Key Man was an exciting, page-turning thriller by Allen Huffstutter. The author created a fantastic cast of criminal suspects with well-developed backstories. It was fascinating to discover how these characters were connected to the intriguing case as the book progressed. As Huffstutter started to tie up some loose ends, I appreciated the complexity of the investigation process and the steps involved in collecting the necessary evidence.
However, Huffstutter presented a significant amount of information in the first half of this book that sometimes felt overwhelming. As the novel moved forward, he spent so much time depicting the criminal suspects that I noticed a lack of development among the three protagonists. Huffstutter built up the three dynamic personalities of Sam, Ski, and Kate in the early chapters, but they remained a bit flat throughout the rest of the novel. I was still satisfied with how the team worked together, but I wished there had been more depth to an alluded romantic relationship, and it would have been nice to see Sam open up a little more about his past as his friendships with Ski and Kate grew.

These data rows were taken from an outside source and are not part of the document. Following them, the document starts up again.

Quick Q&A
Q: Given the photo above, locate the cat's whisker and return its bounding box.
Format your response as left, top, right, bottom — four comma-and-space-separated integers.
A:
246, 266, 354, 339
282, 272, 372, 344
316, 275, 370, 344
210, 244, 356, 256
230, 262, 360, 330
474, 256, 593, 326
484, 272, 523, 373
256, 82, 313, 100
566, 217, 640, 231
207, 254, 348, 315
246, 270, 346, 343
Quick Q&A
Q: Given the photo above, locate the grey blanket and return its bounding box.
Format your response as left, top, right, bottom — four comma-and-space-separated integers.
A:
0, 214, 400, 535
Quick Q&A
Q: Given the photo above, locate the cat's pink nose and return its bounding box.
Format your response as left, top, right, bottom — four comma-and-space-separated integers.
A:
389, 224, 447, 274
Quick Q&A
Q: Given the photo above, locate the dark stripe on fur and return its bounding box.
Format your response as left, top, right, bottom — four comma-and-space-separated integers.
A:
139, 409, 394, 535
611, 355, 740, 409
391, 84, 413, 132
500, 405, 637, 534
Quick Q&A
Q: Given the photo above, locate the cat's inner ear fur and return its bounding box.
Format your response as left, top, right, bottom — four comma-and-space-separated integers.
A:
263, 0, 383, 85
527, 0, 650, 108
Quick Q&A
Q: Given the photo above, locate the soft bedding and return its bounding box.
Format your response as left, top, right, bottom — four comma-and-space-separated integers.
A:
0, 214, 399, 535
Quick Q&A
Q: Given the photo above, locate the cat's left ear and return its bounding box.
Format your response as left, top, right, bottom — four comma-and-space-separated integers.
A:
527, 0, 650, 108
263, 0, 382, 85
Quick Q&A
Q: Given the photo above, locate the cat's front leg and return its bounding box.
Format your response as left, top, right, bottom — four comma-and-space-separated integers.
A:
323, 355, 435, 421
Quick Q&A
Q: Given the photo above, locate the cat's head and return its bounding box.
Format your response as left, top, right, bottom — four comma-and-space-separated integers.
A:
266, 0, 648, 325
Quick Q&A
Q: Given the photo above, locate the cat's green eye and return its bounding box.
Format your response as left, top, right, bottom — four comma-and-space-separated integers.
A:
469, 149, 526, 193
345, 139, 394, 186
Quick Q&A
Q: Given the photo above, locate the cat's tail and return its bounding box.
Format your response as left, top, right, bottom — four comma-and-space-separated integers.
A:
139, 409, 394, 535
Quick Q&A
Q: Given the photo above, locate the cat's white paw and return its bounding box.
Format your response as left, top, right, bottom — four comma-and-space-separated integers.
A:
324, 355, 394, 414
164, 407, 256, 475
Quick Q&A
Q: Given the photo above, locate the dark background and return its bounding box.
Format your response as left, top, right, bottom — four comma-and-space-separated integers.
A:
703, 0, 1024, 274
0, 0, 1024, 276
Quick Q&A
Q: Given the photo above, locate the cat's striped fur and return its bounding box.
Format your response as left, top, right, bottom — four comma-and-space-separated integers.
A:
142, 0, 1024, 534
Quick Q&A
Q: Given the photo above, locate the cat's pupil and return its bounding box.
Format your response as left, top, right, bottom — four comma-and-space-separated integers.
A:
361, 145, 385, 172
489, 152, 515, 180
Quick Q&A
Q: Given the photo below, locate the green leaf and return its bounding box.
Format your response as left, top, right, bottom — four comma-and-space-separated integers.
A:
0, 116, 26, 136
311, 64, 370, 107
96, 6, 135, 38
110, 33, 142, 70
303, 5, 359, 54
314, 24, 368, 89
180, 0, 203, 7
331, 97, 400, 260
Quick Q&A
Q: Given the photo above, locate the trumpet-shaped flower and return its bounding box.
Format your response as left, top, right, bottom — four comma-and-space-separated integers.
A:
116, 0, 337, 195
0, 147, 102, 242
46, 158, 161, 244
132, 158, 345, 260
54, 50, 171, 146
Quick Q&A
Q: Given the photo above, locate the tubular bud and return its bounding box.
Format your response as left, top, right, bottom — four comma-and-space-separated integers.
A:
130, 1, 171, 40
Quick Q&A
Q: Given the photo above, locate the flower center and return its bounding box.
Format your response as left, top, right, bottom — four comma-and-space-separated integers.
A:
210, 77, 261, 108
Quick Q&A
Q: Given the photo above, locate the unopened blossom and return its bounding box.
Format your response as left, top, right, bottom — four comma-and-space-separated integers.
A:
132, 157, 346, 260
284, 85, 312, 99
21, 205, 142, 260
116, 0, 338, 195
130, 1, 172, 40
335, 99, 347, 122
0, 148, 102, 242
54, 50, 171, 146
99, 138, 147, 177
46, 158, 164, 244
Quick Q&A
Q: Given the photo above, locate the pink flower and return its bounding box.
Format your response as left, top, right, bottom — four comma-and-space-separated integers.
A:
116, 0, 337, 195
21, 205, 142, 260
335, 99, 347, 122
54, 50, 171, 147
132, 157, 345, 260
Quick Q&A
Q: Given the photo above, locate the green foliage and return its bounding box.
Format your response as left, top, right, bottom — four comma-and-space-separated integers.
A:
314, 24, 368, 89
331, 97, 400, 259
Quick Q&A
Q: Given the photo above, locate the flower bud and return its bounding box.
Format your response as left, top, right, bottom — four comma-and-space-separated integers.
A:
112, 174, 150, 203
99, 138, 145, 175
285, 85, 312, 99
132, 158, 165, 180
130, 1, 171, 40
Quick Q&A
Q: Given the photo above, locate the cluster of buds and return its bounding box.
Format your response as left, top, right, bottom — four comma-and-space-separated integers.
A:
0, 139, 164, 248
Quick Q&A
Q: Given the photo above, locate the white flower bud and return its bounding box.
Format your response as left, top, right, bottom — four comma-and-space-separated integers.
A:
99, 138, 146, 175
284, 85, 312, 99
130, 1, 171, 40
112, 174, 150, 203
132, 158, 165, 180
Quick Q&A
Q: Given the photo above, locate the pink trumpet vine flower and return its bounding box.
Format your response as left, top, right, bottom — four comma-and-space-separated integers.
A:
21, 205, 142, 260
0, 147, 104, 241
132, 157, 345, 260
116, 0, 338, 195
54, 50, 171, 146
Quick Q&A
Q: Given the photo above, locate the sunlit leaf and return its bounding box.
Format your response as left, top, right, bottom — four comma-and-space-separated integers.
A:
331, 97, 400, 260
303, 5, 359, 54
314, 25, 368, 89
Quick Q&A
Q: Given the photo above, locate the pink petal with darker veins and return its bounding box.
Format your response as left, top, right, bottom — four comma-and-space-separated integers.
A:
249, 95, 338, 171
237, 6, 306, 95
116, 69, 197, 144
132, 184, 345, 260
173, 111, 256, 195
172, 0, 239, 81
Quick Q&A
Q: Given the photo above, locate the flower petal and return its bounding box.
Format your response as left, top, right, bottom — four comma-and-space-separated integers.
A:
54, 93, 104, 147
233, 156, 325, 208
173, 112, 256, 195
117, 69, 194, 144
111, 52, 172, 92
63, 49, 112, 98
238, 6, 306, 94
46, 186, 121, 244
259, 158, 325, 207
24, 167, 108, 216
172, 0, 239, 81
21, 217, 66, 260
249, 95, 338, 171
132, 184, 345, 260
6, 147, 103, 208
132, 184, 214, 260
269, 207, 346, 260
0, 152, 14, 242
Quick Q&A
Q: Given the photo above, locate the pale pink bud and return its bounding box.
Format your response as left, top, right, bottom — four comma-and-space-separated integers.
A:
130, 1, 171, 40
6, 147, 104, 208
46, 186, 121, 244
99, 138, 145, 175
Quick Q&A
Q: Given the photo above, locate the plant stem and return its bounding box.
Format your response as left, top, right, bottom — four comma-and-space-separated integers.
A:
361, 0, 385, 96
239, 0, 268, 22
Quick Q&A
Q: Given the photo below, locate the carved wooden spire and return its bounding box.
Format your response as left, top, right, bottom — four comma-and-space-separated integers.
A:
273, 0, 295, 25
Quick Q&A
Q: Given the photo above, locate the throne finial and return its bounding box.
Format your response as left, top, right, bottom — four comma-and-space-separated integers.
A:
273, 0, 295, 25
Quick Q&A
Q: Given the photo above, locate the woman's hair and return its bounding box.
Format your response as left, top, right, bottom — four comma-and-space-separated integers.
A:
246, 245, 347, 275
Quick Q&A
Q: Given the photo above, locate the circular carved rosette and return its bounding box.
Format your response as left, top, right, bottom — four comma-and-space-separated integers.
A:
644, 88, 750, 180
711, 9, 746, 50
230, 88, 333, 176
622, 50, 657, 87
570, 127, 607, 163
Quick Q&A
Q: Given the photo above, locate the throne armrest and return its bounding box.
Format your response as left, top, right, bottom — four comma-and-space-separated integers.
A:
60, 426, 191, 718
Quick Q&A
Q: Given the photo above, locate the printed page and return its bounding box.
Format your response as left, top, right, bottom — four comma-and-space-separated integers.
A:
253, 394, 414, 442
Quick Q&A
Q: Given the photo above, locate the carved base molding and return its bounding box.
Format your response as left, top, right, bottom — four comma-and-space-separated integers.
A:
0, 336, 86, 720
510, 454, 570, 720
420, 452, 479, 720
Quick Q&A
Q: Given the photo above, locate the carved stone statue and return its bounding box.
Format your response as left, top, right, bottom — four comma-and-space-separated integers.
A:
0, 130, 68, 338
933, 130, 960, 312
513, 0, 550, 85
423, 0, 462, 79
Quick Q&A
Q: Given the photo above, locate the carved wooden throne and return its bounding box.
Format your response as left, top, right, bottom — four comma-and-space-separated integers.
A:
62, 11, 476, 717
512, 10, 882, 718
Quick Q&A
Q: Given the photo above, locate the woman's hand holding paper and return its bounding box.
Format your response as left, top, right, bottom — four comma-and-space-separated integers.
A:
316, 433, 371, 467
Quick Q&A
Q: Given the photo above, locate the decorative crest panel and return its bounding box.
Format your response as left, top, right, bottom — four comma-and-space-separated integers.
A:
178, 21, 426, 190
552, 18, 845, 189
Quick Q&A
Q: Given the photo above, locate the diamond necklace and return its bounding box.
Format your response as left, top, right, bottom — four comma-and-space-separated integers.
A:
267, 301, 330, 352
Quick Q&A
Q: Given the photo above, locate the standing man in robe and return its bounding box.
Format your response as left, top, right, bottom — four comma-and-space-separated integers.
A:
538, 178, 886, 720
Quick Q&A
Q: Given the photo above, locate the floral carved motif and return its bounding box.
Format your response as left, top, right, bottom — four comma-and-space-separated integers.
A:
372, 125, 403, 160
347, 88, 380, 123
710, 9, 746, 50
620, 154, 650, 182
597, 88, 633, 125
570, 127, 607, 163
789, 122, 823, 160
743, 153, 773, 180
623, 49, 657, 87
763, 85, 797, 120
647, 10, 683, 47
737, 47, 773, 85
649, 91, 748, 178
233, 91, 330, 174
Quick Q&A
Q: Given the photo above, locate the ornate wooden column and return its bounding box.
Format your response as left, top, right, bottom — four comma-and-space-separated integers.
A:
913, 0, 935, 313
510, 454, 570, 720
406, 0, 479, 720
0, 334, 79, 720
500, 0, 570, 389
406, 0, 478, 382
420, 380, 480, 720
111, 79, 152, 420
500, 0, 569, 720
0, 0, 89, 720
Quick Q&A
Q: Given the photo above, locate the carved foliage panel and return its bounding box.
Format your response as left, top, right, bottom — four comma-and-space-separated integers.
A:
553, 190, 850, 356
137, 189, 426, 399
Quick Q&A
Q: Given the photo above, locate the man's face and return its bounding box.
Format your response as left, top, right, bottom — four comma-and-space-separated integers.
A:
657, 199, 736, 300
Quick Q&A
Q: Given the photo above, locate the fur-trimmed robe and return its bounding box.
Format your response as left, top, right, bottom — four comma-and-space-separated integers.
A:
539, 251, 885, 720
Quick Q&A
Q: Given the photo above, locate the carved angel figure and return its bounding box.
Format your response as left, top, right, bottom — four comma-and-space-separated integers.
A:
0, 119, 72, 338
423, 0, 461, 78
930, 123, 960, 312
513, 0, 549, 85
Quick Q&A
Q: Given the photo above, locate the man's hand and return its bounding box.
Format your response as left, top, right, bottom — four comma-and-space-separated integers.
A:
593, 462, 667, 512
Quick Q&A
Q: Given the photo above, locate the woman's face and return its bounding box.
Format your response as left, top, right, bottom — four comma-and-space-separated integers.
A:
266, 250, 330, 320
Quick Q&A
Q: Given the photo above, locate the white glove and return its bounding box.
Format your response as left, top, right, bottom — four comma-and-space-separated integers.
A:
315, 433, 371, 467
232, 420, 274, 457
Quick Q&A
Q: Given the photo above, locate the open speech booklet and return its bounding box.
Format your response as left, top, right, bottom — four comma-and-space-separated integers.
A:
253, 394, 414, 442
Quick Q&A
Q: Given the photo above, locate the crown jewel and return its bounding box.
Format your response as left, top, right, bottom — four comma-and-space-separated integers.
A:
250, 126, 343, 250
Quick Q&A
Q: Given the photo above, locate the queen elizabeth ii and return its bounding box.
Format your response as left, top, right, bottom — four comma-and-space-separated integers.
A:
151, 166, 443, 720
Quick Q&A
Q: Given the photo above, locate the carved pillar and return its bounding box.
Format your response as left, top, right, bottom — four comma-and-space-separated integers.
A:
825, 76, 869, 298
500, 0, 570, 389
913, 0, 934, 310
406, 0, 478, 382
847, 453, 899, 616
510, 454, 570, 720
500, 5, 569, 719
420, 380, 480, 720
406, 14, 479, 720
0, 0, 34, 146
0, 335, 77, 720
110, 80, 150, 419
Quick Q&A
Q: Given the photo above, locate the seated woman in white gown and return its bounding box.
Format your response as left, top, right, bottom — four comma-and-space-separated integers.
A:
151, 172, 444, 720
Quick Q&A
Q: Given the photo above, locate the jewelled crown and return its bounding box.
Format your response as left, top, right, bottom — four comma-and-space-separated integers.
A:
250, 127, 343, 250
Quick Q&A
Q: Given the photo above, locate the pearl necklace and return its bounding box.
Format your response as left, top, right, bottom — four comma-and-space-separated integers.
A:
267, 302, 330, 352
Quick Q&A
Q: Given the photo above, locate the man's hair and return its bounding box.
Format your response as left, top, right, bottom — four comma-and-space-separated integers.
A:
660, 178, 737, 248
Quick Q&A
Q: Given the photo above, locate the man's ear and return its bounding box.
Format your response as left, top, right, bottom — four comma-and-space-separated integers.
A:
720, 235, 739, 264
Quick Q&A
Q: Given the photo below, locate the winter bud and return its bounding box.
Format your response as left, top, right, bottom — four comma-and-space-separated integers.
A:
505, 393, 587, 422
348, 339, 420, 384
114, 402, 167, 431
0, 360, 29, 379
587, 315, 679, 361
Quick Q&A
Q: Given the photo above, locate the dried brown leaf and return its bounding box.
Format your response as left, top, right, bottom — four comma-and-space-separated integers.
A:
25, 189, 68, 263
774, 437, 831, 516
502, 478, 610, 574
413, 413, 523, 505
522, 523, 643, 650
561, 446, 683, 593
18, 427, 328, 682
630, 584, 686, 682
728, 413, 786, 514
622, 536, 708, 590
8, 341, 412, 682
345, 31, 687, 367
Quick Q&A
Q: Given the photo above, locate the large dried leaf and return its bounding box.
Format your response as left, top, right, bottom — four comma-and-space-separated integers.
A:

I also had mixed feelings about the story's conclusion, even though I enjoyed the author's writing style and pacing. On the one hand, I appreciated how the author gave a sense of closure at the end of the novel. Still, the final event left me a little short of satisfied because I had to make quite a few assumptions to resolve the case in my mind.
The minor editing issues I noticed didn't distract from my enjoyment of the novel, but the minimal development of the main characters and the questions I still had at the end reduced my rating by one star. Ultimately, when I discovered the motive for the car bombings and witnessed the efforts made to find the evidence, I was convinced that this was a well-thought-out book. Therefore, I give Key Man three out of four stars.
This book would be an excellent read for people who enjoy fast-paced thriller novels. It should also appeal to those who want to read finance-based crime stories with a well-developed list of suspicious characters. The book contains heavy swearing at various points throughout, but there is no erotic content.